Entering edit mode
6.4 years ago
misterie
▴
110
I have assigned 20 amplicons (~13,000 bp together) generated for 350 individuals to three 96-well plates for a variant calling analysis. So I have 3 directories with 96 x 2 fastq files (paired-end) in each directory. Summarizing 3 x 96 x 2 fastq files.
How can I identify my samples. I have done quality control analysis (FastQC) but I think I should do alignment for every individual separately.
Can you help me with describing my data set? I have never work with dataset with well plates.
Samples have been sequenced using Nextera XT.
You have no information about key-pairs for Samples = Indexes?
I have file SampleSheet.csv in Plate1 directory containing information about Sample ID, Sample Name, Sample Plate, Sample well, i7 index id, index, i5 index id, index. But there are only 96 rows, not 350...
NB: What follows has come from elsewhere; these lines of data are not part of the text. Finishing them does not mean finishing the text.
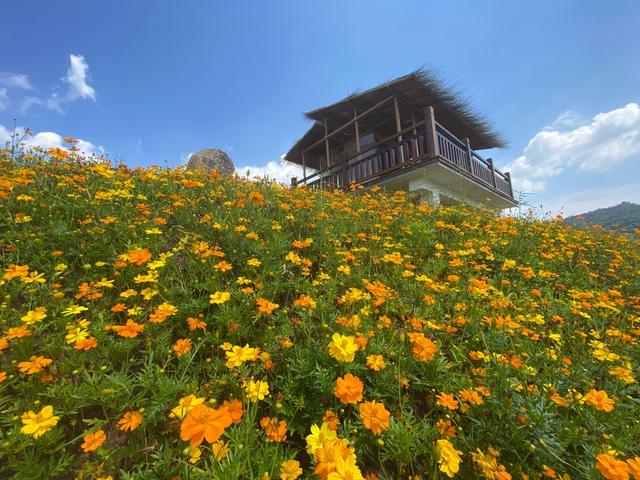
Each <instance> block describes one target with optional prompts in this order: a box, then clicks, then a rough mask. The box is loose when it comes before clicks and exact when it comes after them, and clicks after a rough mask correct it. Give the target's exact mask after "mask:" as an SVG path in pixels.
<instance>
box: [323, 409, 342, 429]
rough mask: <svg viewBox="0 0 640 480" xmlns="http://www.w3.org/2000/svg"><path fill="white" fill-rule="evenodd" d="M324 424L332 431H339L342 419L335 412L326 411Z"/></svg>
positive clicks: (325, 413)
mask: <svg viewBox="0 0 640 480" xmlns="http://www.w3.org/2000/svg"><path fill="white" fill-rule="evenodd" d="M322 423H326V424H327V426H328V427H329V429H330V430H337V429H338V425H340V419H339V418H338V415H337V414H336V413H335V412H333V411H331V410H326V411H325V412H324V416H323V417H322Z"/></svg>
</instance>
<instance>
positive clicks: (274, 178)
mask: <svg viewBox="0 0 640 480" xmlns="http://www.w3.org/2000/svg"><path fill="white" fill-rule="evenodd" d="M283 157H284V155H283ZM236 172H238V175H241V176H249V178H268V179H270V180H275V181H276V182H278V183H283V184H285V185H289V184H291V177H296V178H298V179H300V178H302V167H301V166H300V165H298V164H296V163H292V162H287V161H286V160H285V159H284V158H281V159H280V161H278V162H276V161H271V162H269V163H267V164H266V165H264V166H262V167H256V166H249V167H240V168H237V167H236ZM309 173H310V172H307V174H309Z"/></svg>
you say that you have a sample sheet in the Plate1 directory, but should you then not also have a samplesheet in the Plate2 and Plate3 directory?
I have only one sample sheet... maybe Fastq files are demultiplexed and I have to separate sth but I do not know how...
If possible you should ask the lab. You can demultiplex with cutadapt or sabre... Mostly demultiplexing is done during basecalling based on illumina tag. But how many files do you have? In your question you say
So that means you have all the samples right?